Hardy species recommended for Adelaide, Perth in Australia and comparable Mediterranean climates :

T. tectorum silvery scales on the bracts becoming red at the tips, inconspicuous flowers, leaves up to 20cm long, needs bright sunny site with very light watering.

T. xerographica silvery grey leaves 10cm long and nearly round, red sheath to the 40cm spike and needs very bright sunny site.

T. bulbosa "Squid plant", with an egg-shaped swelling like a bulb and slender leaves that circle a margenta spike, likes some humidity and I love it!

T. jucunda little spiky silver leaves to 15cm long, the flower is a lovely lemon yellow and sweetly perfumed.

T. geminiflora they resemble miniature pineapples with leaves to 15cm long and tinged in pink, because of the name just has to be mounted in pairs and is quite easily grown.

T. stricta densely grey-scaled small leaves to 10cm long, with blue petals contrasting against the brilliant red bracts on the flower spike. Easily grown and flowers prolifically.

T. streptophylla "Curly Locks" grows to 30cm tall large spoon shaped leaves that curl into ringlocks, very decorative with masses of pink and light blue spikes. Needs bright sunny conditions.

T. usneoides "Spanish Moss" although it grows freely, it has to be divided into fairly large clumps in these climates or else it will atrophy. The flowers are not discernible.

Recommended species for Melbourne, Canberra, Hobart and cool temperate areas:

T. aeranthos only grows to about 15cm but the masses of leaves form a dense rosette, the spikes are red with contrasting purple and blue flowers.

T. bergeri easily grown and forms clumps very readily. Its flowers are blue and white on a short spike.

As well as these, T. stricta , T. jucunda and T. geminiflora are all are good starters and described under the Adelaide and Perth recommendations.

Hardy species for Sydney, Newcastle, Brisbane and north to Rockhampton, as well as sub-tropical humid areas:

T. streptophylla grows to 45cm tall large spoon shaped leaves that don't seem to curl in the tropics, still very decorative with masses of pink and light blue spikes. Needs bright sunny open aspect.

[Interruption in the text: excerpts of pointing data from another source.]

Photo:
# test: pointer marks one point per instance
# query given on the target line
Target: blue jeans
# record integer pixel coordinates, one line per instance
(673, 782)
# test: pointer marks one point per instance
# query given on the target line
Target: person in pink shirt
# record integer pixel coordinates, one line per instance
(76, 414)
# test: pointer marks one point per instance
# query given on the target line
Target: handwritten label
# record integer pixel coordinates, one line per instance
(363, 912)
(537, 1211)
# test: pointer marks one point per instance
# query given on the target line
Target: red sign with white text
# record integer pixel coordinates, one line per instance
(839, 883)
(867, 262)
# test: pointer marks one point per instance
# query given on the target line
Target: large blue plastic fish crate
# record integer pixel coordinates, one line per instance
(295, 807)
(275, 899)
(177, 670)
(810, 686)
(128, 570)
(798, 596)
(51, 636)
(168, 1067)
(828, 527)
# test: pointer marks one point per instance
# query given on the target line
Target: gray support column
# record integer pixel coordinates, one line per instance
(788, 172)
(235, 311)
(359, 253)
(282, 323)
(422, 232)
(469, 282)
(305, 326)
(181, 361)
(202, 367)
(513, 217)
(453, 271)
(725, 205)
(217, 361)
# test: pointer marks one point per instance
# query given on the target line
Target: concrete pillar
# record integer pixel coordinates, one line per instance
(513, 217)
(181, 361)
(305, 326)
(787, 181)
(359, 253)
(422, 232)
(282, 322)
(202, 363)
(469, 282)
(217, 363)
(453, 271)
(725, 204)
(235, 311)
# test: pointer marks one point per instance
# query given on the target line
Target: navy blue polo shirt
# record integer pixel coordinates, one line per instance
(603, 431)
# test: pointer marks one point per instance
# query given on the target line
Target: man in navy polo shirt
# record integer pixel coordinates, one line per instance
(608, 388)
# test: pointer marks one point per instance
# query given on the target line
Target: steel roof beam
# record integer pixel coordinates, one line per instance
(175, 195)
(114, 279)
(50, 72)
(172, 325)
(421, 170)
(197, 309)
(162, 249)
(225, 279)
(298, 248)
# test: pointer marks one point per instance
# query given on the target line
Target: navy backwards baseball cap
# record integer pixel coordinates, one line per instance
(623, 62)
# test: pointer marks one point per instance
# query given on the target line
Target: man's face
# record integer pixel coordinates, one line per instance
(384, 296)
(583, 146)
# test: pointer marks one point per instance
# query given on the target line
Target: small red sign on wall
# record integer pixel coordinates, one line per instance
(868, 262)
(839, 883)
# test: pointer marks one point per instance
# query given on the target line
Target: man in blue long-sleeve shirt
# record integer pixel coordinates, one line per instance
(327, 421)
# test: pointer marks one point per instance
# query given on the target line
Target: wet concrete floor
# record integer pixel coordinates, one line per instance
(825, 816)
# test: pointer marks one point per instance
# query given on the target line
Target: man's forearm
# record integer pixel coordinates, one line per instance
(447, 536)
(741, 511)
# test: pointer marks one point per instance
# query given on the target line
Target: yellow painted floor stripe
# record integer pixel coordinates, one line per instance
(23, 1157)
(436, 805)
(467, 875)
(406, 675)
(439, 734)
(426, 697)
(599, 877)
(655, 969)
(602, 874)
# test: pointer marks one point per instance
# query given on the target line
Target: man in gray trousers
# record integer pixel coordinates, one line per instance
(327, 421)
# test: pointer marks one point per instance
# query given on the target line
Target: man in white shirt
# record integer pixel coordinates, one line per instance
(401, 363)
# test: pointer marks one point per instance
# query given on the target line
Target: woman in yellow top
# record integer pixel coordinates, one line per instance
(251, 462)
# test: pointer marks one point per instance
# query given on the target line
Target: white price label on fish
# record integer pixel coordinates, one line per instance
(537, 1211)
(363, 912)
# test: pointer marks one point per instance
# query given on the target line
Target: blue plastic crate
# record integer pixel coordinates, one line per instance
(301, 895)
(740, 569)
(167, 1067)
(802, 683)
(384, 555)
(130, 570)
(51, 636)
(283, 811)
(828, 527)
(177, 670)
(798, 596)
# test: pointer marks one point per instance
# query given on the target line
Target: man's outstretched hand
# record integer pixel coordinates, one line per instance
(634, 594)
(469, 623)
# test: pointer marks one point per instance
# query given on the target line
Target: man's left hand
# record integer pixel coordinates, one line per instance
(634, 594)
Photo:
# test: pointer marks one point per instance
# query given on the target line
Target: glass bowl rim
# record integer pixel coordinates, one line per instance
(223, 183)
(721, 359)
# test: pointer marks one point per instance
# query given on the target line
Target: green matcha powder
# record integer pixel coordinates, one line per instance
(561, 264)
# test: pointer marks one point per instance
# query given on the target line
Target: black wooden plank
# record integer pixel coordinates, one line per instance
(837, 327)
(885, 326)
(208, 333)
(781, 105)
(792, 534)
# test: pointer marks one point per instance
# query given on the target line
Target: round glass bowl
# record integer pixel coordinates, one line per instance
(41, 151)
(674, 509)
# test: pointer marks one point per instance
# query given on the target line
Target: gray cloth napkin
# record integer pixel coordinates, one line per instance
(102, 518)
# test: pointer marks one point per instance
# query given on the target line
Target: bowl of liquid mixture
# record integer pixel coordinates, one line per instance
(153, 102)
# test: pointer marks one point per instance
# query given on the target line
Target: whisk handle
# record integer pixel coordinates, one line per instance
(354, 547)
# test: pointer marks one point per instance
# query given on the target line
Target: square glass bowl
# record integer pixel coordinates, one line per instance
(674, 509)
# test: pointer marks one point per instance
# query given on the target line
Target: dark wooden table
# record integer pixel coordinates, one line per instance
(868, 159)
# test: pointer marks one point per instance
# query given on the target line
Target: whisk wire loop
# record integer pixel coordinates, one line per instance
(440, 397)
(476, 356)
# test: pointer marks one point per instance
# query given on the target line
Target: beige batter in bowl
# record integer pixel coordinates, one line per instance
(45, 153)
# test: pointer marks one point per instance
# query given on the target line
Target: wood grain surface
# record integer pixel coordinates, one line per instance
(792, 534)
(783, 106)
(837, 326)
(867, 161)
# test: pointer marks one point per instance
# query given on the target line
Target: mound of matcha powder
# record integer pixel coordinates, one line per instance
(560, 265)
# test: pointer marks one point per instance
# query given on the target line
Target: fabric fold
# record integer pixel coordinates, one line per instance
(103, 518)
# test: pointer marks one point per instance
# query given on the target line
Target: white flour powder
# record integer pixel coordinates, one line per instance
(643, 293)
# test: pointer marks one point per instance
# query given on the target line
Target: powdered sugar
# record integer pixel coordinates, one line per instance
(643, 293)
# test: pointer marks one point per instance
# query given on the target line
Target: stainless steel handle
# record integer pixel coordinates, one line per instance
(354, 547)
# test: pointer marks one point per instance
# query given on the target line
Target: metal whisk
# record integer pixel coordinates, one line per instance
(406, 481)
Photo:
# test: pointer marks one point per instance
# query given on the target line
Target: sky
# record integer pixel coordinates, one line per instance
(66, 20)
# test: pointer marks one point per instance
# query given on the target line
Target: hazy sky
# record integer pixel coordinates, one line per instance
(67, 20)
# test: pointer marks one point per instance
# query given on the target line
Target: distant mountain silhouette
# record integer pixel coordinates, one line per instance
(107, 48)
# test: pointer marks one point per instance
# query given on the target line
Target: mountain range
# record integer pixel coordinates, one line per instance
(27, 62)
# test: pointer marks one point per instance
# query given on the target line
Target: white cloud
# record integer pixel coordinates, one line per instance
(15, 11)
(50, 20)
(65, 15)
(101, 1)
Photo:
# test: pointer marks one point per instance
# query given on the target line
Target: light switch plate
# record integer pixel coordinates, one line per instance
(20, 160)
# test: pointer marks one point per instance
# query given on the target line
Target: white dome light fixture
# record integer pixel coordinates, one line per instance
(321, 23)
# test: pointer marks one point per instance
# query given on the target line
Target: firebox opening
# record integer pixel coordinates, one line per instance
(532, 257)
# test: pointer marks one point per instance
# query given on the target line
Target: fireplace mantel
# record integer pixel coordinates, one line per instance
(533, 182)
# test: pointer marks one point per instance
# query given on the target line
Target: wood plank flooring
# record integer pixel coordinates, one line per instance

T. variabilis (syn.T. valenzuelana ) grows to 45cm in the north with the leaves tinged pink and lilac flowers. Needs bright sunny conditions.

T. jucunda little spiky silver leaves to 20cm long, the flower is a lovely lemon yellow and sweetly perfumed.

T. polystachya a larger plant that forms dense rosettes with reddish-green bracts and blue flowers, that colour up much better in northern climates. Likes damp and shady conditions.

T. cyanea and T. lindenii are similar species that mostly have compact rosettes and slender leaves to 30cm long and stunning bright violet flowers. Both need humidity and partial shade.

T. complanata a most obliging plant with carmine and violet flowers that go on forever, has no offsets and can only be grown from seed, so your patience is required. Likes cool and moist conditions even in the sub-tropics.

T. usneoides "Spanish Moss" grows vigorously and makes a wonderful backdrop to a greenhouse.

While many of these grey-leaved species thrive in sub tropical and tropical climates they don't seem to flower as readily, so our friends in Perth and Adelaide may grow them more slowly but they flower them more regularly.